Do you realize that it took evil intentioned men and women only eighty years, that’s two generations, to flip Western civilization, culture, and society upside-down?
“Give me four years to teach the children, and the seed I have sown will never be uprooted.” – Vladimir Lenin – Founder of The Russian Communist State.
Where do you think the evil Vladimir Lenin got this principle from?
“Train up a child in the way he should go: and when he is old, he will not depart from it.” – Proverbs 22:6
Yes, that’s right, from the Bible! Don’t forget, evil men read the Bible too!
You see, to the fact that our children have been co-opted and re-educated by the State is our fault. We willingly gave them our children, and sadly, most still do.
People! The government has had our children since the 1830s, when the government officially inacted compulsory public education. In my estimation, that day was the beginning of the end of America. If there were an autopsy on the death of America, the report would read cause of death: abdication of child education and parental authority to the state.

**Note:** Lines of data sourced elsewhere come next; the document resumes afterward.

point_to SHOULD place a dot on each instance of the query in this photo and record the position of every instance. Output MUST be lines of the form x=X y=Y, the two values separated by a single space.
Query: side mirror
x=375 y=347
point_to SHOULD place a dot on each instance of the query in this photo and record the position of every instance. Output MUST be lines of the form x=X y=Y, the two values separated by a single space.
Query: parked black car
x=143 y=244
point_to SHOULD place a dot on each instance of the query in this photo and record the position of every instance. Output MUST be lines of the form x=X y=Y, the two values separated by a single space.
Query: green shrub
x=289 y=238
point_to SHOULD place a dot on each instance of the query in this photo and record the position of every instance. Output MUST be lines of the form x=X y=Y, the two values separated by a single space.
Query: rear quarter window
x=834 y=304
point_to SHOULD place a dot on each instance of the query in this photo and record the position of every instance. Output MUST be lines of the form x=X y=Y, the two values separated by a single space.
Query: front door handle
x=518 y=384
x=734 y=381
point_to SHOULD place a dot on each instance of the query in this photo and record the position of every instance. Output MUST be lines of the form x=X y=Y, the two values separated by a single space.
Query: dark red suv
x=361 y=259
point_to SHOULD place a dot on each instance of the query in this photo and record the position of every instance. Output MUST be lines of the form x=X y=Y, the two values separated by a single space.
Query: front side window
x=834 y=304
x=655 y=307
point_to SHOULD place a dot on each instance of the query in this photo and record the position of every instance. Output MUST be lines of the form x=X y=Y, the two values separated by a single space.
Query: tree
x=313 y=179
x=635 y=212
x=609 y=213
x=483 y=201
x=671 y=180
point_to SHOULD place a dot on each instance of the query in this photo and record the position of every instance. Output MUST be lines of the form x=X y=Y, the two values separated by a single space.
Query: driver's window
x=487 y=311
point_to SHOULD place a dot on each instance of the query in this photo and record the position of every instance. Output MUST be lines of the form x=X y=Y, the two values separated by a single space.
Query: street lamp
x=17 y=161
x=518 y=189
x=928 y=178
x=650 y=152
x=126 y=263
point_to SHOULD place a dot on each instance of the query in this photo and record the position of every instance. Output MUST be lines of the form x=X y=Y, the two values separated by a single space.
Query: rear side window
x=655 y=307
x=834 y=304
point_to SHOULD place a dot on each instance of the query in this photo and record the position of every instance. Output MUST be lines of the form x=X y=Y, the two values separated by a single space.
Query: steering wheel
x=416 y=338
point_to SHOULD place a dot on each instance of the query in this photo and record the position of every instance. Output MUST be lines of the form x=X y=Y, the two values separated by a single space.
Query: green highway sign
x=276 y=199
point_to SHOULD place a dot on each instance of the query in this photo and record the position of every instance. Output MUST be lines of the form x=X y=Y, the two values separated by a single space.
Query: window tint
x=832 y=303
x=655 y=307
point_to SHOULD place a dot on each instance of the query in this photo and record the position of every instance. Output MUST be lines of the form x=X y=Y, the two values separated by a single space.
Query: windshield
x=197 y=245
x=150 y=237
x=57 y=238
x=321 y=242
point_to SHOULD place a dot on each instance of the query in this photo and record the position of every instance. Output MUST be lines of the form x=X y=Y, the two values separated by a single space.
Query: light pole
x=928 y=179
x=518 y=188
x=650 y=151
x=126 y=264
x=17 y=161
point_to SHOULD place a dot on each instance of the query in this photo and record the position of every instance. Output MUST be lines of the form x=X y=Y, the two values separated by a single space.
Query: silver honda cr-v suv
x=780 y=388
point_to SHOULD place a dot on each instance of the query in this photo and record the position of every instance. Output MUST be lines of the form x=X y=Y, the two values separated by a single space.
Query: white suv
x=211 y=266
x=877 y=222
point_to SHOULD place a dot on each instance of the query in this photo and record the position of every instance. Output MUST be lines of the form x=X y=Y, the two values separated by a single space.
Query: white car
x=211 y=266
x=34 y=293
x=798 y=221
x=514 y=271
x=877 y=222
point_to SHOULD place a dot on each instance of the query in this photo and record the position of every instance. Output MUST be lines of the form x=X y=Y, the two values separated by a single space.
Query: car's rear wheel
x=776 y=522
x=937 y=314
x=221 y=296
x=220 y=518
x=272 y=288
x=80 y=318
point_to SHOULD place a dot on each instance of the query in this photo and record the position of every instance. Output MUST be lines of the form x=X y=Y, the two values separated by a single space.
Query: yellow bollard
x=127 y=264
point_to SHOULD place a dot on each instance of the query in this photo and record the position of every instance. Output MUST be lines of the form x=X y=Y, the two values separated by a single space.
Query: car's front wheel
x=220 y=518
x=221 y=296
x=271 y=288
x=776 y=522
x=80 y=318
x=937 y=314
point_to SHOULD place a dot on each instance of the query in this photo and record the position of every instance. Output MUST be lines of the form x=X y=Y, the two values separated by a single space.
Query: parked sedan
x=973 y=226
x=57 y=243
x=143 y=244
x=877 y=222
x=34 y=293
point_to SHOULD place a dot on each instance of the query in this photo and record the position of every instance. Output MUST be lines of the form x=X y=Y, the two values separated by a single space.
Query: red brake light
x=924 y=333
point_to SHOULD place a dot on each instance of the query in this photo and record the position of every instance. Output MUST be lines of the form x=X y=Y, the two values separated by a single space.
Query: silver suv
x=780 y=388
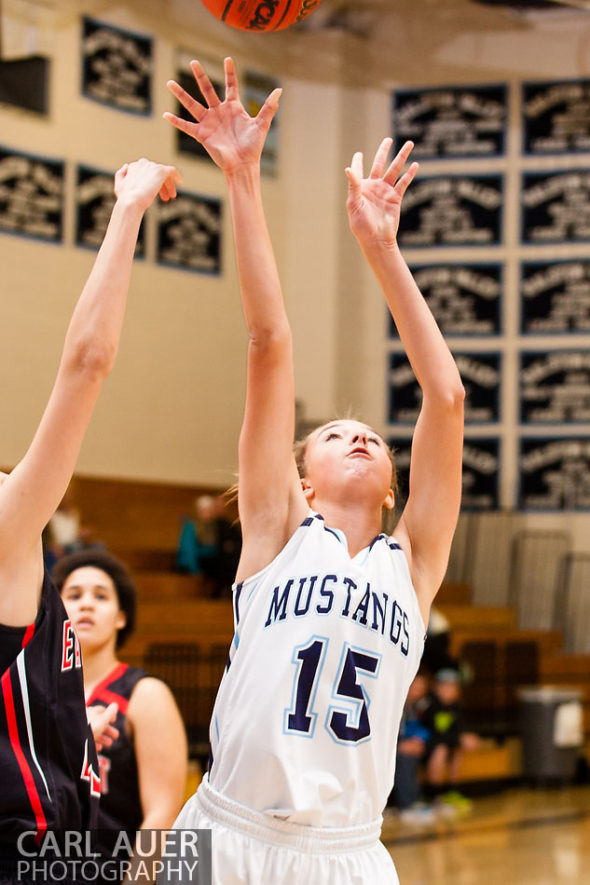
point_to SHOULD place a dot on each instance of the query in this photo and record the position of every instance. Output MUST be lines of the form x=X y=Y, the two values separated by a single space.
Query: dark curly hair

Many religious people have long since given up their parental, religious, and patriotic duty for a pre-tribulation rapture theory. This theory has taken care, custody, and control from their vocabularies. The darker it becomes, the more it ensures an eminent exfiltration. Pre-tribulation, Dispensational rapture theory is another gospel, and its pontificators and false teachers should be avoided.
This destructive theory has played into the hands of evil-minded, secular cultists, secret societies, evil politicians, and educators. Coincidentally, pre-tribulation and dispensational premillennialism came on the historical scene within the same mid 19th century as compulsory education theory, John Dewey, Evolutionism, Charles Darwin, Communism, Karl Marx, and Religious Humanism, John H. Dietrich. I do not believe that all these new theories and philosophies were mere happenstance, but may be demonic implantations.
“Nevertheless, even if we ourselves or an angel from heaven preach any gospel to you other than that which we have preached to you, hold him as accursed.” As we said before, so say I now again: If any man preach any other gospel unto you than that which ye have received, let him be accursed! – Galatians 1:8-9
A perverted gospel curses culture, children, church, and country.
Parents, rescue your children! Get them out of public schools! Maybe, if you do, you can save your family’s future, and America’s too.